では、あなたにとっての主なストレッサーは何ですか??
ストレスが生じる時系列的な流れ
日々の生活の中でストレスが生じる流れを簡単に示すと以下のようになります。
ストレッサーを受けてストレス状態となり、その後、ストレス反応が心身に表れ始めるという様子が示されています。
私たちが『ストレスがある』というのは、このストレス反応が出てきたタイミングのことをいいます。
ではあなたは、自分にとってのストレス反応がどのようなものかきちんと認識することができていますか?ストレスで怖いところは、ストレスを感じている自覚症状がない場合だと思います。
ストレスに上手く対処できるという特性としてのストレス耐性を高めていくためには、最初のステップとして、ストレス反応に早い段階で気づくことができるという点が大切になります。
ちなみに、私自身の主なストレス反応は目の周りがピクピクとけいれんしたり、手足にじんましんが出たりするところです。
日々の労働状況と照らし合わせながら繰り返し検証し、これらはストレス反応ととらえて間違いないだろうという結論に至っています(笑)。
いま振り返ると、特にじんましんは中学生の頃から出ていたようで、もっと早く気づいてあげられたらと思いますね。
参考までに、身体面と行動面におけるストレス反応を以下に明記しておきます。『これってもしかして私のストレス反応かも!?』というものがありませんか?
身体面に表れるストレス反応
- 頭痛
- 胃潰瘍
- 下痢
- 便秘
- じんましん など
行動面に表れるストレス反応
- 引きこもり
- 爪かみ
- 幼稚な行動
- 暴力
- 食事量の減少 など
ストレスへの対処方法―ストレス耐性を高める方法―
ではいよいよ、ストレスへの対処方法について述べていきます。簡単にいってしまえば、ストレスへの対処はストレス反応前のもの(事前対応)と、ストレス反応後のもの(事後対応)に分かれます。
ストレス反応後の対処(事後対応)
事後対応とは、以下の図のピンクの矢印の部分に当たるもので、よく耳にするストレス発散やストレス解消法といわれる方法です。
この事後対応には自らが率先して行う能動的なものと、相手にしてもらう受動的なものがあります。順に説明をしていきますね。
能動的な事後対応
以下に示すのは、私が大学の授業の中で確認をしてきた、学生たちが行う能動的な事後対応です。
- 適度な運動やスポーツをする
- 睡眠をとる
- 友達とお喋りする
- おいしいもの、好きなものを食べる
- 好きな音楽を聴いたり映画を観る
- 入浴してリラックスする
- 買い物をする
- お酒を飲む
- ドライブをする など
ここで大切なのは、これらストレス反応後の事後対応にも自分に合うものとそうでないものがあるということです。

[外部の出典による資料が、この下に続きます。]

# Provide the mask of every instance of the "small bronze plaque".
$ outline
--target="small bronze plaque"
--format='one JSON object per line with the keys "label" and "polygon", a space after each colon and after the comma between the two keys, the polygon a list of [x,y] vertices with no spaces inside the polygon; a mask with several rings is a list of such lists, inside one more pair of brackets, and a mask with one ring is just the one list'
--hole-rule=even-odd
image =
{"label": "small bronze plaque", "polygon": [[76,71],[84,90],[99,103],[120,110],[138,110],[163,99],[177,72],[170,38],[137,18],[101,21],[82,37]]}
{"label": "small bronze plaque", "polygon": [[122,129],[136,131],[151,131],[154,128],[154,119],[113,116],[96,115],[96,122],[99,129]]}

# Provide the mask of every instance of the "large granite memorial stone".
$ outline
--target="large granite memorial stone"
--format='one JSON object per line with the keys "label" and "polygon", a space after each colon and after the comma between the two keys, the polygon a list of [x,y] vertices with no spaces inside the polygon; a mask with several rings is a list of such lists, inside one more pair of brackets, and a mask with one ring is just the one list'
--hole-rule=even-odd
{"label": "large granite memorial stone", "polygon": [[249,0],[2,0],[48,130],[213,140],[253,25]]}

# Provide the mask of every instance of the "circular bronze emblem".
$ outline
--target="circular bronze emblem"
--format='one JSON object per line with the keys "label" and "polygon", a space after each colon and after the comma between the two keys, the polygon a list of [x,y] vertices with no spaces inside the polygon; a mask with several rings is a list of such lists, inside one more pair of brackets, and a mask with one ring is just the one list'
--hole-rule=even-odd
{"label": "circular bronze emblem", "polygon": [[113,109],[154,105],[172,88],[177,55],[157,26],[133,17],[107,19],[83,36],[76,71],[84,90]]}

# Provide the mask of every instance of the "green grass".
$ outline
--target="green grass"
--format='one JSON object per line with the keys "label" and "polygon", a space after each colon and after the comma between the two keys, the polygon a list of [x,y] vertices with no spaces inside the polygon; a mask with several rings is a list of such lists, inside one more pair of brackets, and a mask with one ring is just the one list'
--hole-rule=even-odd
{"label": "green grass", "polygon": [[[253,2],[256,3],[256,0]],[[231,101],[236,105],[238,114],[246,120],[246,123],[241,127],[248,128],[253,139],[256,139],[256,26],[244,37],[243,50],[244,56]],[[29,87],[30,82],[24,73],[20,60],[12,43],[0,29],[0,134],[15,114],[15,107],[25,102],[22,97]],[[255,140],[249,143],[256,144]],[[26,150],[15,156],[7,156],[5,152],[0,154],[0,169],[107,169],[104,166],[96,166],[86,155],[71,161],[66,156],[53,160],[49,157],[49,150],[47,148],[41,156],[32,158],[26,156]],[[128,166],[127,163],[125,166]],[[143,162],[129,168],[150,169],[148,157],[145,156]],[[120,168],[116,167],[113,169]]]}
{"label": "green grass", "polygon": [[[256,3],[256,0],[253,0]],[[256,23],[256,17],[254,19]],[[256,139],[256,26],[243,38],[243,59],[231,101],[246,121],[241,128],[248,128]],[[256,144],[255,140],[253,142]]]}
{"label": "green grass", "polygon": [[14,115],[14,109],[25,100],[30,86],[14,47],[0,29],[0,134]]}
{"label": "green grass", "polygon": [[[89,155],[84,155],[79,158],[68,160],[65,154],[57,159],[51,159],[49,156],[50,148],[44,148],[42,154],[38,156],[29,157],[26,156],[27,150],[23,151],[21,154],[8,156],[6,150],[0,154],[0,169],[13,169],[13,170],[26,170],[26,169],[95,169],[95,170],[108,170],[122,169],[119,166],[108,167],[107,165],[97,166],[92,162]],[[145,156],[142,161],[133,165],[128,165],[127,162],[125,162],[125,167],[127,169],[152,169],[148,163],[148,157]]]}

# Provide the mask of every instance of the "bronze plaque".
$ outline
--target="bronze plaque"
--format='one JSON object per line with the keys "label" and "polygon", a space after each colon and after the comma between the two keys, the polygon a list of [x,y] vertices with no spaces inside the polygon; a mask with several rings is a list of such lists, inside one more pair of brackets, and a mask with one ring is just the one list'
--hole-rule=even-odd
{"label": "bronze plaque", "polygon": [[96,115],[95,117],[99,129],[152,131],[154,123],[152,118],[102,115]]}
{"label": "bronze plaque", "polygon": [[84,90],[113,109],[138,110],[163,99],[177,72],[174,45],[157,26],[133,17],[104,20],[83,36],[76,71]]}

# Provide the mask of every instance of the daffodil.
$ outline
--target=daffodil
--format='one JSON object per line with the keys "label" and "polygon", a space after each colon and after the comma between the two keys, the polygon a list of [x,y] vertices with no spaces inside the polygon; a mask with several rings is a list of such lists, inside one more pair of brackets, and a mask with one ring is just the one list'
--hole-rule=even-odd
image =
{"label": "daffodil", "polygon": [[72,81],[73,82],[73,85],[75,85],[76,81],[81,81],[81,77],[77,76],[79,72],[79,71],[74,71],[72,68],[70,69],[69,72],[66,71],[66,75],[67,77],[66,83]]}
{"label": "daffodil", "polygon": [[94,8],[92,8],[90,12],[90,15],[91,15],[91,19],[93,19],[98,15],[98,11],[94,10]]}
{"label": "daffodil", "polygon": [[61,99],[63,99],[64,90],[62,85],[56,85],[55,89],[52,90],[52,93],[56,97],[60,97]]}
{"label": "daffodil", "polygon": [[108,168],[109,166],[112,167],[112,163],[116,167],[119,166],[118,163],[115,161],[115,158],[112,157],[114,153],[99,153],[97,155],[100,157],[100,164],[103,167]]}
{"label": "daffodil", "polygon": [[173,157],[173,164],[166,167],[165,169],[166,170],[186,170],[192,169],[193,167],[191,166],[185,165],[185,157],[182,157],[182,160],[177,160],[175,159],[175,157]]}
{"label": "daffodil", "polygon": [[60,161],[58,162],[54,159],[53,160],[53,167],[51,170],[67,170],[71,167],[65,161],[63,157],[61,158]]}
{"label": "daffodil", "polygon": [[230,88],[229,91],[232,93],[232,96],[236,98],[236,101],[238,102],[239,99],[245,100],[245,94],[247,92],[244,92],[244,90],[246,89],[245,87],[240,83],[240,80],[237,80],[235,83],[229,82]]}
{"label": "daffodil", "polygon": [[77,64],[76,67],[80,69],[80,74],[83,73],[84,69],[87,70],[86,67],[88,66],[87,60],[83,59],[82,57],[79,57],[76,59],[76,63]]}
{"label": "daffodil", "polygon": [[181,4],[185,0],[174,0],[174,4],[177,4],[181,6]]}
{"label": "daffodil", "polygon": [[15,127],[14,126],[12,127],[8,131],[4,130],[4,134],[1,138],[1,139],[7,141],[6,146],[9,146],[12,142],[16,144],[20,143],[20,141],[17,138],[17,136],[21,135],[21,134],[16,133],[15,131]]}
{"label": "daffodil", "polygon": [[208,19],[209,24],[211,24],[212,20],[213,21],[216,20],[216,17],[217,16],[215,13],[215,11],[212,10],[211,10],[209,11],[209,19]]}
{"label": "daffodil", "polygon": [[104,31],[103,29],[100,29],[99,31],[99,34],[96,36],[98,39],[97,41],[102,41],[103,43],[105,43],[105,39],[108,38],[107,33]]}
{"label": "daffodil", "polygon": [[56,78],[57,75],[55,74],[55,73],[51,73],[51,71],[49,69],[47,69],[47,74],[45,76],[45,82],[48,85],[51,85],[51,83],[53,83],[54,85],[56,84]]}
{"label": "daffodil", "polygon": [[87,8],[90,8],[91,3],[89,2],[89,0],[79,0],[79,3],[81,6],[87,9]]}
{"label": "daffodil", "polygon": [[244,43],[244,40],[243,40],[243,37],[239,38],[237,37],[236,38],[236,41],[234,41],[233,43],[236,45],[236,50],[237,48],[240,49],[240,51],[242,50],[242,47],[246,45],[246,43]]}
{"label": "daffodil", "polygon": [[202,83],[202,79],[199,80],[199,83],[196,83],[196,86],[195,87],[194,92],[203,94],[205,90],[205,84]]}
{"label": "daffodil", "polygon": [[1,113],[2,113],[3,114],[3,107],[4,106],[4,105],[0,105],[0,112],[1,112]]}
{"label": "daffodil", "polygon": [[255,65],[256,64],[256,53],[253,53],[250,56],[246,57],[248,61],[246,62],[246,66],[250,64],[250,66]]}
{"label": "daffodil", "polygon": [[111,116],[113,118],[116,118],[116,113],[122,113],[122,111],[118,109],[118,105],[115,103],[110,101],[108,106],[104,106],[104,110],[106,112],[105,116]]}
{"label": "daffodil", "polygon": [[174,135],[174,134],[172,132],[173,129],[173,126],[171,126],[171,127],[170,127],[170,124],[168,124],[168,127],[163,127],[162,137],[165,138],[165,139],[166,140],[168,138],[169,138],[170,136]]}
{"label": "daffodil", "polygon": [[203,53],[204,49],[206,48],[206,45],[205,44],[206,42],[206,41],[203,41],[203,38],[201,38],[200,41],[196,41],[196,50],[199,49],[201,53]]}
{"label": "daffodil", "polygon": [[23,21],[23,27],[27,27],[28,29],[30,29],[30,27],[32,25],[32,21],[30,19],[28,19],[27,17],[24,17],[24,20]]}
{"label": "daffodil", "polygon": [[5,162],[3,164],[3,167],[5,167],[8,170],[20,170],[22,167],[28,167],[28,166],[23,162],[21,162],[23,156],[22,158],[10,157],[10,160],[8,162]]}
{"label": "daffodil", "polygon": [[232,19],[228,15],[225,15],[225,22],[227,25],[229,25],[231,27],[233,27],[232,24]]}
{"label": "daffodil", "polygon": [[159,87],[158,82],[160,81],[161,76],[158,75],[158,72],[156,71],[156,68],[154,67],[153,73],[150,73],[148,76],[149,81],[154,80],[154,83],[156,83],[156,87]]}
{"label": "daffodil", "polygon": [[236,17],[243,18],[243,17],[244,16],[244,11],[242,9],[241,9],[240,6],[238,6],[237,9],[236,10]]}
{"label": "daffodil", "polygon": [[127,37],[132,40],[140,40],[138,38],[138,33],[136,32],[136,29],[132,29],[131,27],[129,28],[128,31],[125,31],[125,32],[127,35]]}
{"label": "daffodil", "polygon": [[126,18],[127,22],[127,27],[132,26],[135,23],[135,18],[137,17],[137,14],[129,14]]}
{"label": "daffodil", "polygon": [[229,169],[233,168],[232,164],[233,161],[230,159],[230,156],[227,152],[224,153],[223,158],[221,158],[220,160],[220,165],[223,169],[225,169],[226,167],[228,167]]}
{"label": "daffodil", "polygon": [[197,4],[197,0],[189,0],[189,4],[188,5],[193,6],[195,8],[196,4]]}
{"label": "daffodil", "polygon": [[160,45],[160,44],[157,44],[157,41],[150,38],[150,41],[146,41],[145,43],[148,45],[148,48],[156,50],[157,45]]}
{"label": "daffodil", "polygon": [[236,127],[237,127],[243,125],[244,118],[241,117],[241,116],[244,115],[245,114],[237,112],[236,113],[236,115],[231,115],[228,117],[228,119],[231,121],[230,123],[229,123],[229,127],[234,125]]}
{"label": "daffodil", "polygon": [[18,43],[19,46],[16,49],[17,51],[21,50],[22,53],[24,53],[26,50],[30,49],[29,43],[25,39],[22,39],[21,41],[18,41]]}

当然ながら、お酒に弱い人は飲酒自体がストレスになってしまいます。
感覚的に自分に合うものを選択し、ストレス反応を感じた際に意識的に行っていくことが望ましいですね。
受動的な事後対応
次に、相手にしてもらう受動的な対処方法について説明すると、ここに当たるのはソーシャルサポートと呼ばれるものです。
あなたを取り巻く重要な他者から得られる、有形無形のさまざまな援助のことで、以下の各内容のものになります。
- 自分の気持ちに共感してもらえる
- 有益な情報を提供してもらえる
- 役に立つ道具を貸してもらえる など
自分はこれらの援助を誰から提供してもらうことができるのか、時間がある時にでも一度確認しておいてはいかがでしょうか。

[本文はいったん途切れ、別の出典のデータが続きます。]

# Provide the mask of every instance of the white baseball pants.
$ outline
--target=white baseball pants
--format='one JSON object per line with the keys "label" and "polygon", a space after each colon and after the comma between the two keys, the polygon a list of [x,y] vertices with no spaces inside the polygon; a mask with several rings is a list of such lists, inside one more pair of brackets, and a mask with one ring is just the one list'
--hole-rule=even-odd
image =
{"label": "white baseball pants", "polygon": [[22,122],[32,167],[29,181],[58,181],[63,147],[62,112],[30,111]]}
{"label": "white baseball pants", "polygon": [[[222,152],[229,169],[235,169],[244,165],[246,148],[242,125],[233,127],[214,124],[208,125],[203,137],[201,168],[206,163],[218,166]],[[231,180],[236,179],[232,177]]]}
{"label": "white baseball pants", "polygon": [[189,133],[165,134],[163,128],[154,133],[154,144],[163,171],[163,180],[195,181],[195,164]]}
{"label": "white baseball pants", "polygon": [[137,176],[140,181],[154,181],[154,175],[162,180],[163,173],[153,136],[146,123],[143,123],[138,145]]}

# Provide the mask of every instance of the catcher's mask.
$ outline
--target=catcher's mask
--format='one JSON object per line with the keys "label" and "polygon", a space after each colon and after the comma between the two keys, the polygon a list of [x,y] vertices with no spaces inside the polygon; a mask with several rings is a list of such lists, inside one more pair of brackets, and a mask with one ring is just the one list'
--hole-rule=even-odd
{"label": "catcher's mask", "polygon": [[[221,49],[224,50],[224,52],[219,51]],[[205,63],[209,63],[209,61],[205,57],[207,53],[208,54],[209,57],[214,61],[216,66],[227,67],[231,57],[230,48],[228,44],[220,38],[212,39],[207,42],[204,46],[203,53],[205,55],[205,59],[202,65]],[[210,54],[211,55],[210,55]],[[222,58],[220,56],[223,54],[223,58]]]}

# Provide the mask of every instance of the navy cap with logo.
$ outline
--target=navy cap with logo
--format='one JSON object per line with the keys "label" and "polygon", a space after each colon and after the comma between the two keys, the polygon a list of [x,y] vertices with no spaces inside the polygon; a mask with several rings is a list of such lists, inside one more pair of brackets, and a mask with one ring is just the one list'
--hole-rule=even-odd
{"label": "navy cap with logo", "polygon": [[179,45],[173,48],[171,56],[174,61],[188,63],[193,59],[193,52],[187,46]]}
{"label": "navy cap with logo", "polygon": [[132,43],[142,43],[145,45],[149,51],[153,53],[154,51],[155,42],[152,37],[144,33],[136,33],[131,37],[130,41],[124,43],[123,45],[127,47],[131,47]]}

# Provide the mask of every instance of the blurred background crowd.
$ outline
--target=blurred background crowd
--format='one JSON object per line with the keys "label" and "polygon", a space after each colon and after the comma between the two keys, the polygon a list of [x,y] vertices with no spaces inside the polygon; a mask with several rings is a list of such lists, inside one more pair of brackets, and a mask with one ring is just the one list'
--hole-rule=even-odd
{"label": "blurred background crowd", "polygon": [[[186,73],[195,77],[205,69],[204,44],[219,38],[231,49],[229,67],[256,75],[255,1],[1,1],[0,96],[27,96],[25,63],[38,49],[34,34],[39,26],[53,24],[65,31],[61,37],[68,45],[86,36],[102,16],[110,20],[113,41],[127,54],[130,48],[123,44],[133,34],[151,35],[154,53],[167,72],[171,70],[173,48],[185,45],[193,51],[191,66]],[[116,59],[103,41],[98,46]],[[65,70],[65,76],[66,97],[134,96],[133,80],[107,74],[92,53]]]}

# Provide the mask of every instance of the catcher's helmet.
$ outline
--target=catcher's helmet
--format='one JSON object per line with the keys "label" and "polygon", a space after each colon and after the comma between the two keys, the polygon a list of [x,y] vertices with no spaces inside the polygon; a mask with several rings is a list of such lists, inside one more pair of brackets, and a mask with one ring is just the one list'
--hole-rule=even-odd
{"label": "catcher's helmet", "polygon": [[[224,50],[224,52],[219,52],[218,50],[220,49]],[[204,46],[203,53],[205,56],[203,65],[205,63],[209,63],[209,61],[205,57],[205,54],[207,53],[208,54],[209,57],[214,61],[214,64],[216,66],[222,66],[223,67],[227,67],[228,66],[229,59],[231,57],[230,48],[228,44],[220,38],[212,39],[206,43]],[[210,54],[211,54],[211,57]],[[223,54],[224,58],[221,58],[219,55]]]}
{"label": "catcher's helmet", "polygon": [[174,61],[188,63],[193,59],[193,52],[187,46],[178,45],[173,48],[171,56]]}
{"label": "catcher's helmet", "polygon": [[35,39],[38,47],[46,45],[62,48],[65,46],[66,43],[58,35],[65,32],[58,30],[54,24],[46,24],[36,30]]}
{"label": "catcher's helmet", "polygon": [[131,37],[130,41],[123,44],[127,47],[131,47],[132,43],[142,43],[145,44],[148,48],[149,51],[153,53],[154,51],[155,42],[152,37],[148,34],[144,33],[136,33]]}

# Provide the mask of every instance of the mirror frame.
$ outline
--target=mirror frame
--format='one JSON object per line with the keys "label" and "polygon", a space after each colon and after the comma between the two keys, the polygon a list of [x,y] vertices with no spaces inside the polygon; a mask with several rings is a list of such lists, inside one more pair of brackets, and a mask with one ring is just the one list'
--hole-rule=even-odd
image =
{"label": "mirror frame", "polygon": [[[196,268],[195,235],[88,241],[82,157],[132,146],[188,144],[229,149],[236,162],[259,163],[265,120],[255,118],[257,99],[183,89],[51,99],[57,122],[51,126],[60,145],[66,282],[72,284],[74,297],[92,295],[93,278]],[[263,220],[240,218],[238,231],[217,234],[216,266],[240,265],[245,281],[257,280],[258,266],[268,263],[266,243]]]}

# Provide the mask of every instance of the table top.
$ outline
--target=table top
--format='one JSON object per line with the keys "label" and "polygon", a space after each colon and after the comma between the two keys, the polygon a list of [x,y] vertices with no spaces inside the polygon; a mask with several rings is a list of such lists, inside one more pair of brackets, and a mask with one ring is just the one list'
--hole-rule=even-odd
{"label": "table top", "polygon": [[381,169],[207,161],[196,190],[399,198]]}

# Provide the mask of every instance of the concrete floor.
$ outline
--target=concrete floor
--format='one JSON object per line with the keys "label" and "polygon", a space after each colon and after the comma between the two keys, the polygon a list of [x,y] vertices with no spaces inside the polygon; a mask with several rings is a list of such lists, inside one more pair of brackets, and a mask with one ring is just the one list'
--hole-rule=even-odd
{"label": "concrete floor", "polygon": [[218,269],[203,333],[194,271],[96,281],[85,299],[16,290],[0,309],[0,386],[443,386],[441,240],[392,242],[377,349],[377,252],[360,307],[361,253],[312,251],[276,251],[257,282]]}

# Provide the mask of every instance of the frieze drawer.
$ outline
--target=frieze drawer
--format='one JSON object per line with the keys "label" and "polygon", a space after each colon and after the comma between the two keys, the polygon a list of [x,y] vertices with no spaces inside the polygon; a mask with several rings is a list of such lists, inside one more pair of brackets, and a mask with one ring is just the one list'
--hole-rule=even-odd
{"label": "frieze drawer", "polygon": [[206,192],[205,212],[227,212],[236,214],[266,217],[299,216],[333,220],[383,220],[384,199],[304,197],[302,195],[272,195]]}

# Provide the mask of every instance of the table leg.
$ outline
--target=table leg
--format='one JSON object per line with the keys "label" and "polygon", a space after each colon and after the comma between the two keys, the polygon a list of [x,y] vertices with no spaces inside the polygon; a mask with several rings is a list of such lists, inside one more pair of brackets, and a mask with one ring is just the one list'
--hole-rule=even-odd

もう一点付け加えると、重要な他者からソーシャルサポートを効果的に得るために必要なものがあります。なんだと思いますか?
それは、自分がいま困っていることを相手側にきちんと伝えるということです。
自分が困っている様子から、助けて欲しい気持ちを感じ取って欲しいと思う人もいるかもしれませんが、いますぐ援助をして欲しい場合は、やはり自分からヘルプと伝えていく必要がありますね。
スムーズにお願いできる人もいれば、そもそも人に頼る習慣がない、プライドが邪魔するなど、人それぞれの事情もあると思います。

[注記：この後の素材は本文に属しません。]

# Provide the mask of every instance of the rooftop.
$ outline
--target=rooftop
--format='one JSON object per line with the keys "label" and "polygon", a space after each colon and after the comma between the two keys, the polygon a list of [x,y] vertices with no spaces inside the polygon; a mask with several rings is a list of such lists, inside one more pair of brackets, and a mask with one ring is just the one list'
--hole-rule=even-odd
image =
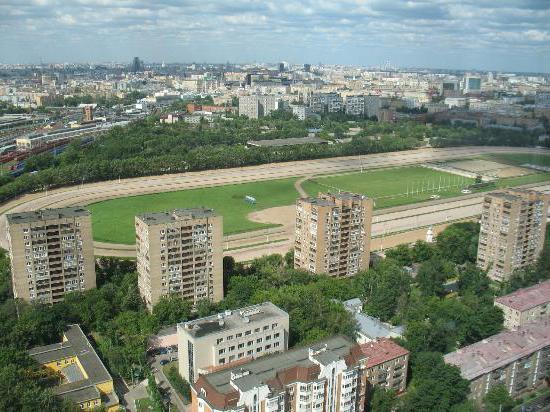
{"label": "rooftop", "polygon": [[67,382],[55,387],[54,393],[75,402],[93,399],[90,396],[99,393],[96,385],[111,381],[111,375],[79,325],[69,325],[64,332],[64,338],[60,343],[33,348],[29,350],[29,355],[42,365],[77,357],[82,371],[76,364],[69,364],[63,368],[61,373]]}
{"label": "rooftop", "polygon": [[501,332],[444,356],[465,379],[472,380],[550,346],[550,319]]}
{"label": "rooftop", "polygon": [[380,365],[409,354],[409,351],[402,348],[391,339],[381,338],[361,345],[361,351],[367,356],[367,368]]}
{"label": "rooftop", "polygon": [[267,139],[267,140],[249,140],[246,142],[249,146],[273,147],[273,146],[296,146],[300,144],[327,144],[324,139],[314,136],[290,137],[288,139]]}
{"label": "rooftop", "polygon": [[32,223],[46,220],[66,219],[89,216],[90,211],[83,207],[63,207],[60,209],[41,209],[33,212],[10,213],[6,215],[9,224]]}
{"label": "rooftop", "polygon": [[142,213],[136,217],[148,225],[158,225],[173,223],[179,220],[203,219],[215,216],[216,213],[213,209],[199,207],[192,209],[173,209],[166,212]]}
{"label": "rooftop", "polygon": [[186,333],[200,338],[232,329],[254,326],[265,323],[266,319],[281,316],[288,317],[288,314],[273,303],[264,302],[234,311],[228,310],[217,315],[183,322],[178,324],[178,330],[184,330]]}
{"label": "rooftop", "polygon": [[495,303],[520,312],[550,302],[550,280],[495,299]]}
{"label": "rooftop", "polygon": [[[229,394],[235,391],[231,385],[231,381],[241,390],[272,383],[278,377],[281,378],[285,370],[300,367],[318,368],[318,364],[311,359],[316,360],[320,364],[327,364],[334,360],[345,359],[357,347],[357,344],[348,338],[335,336],[319,342],[315,347],[301,347],[263,356],[245,365],[238,365],[208,375],[201,375],[201,378],[219,394]],[[361,359],[364,359],[360,351],[354,352],[353,356],[359,356]],[[239,375],[242,376],[238,377]],[[201,379],[199,379],[196,385],[200,384]]]}

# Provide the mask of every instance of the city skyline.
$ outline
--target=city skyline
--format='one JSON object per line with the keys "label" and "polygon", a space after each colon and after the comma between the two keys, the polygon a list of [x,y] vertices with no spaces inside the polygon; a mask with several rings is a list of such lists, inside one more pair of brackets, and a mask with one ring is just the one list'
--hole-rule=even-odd
{"label": "city skyline", "polygon": [[[550,4],[163,0],[0,5],[0,63],[309,62],[548,72]],[[62,41],[60,41],[62,40]]]}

ですが、あなたにとっての重要な他者は、困っているならいつでも頼ってきて欲しいと思っているはずですね。
ストレス反応前の対処(事前対応)
ストレス反応前の対処をこの記事の最後に持ってきたのは、個人的にこちらの対応がより大切であると感じているからです。
この事前対応において行われることは、端的にいってストレッサーとなりうる外部からの刺激を、どのようにとらえるか(認知するか)ということです。
さらにいえば、ストレッサーがストレス状態につながるケースというのは、その外部からの刺激を自分にとって望ましくないものと認知したときです。
逆をいえば、外部からの刺激を自分にとって望ましいもの、プラスになるものと認知することができれば、そのストレッサーはストレス状態にはつながらないということになります。
つまり、身の回りのストレス源を自分で上手くコントロールしているという形です。冷静に見ると、これってすごいことだと思いませんか?
例えば、仕事の面で上司から指摘や注意を受けてしまったという刺激を、『自分の成長につながるポイントを教えてもらえた』ととらえることができれば、いつまでもクヨクヨと落ち込むことなく、改善に向けた挽回行動を積極的に取っていくことができるはずです。
そのような前向きな姿を見せることで、上司との関係も良好になっていくことが期待されますね。
また、社会人によく見られる『時間がない』という状況も、『時間がある場合に比べ、集中力を発揮し、より生産性を高められる環境だ』ととらえることで、ストレス状態になることを防ぐことができると思います。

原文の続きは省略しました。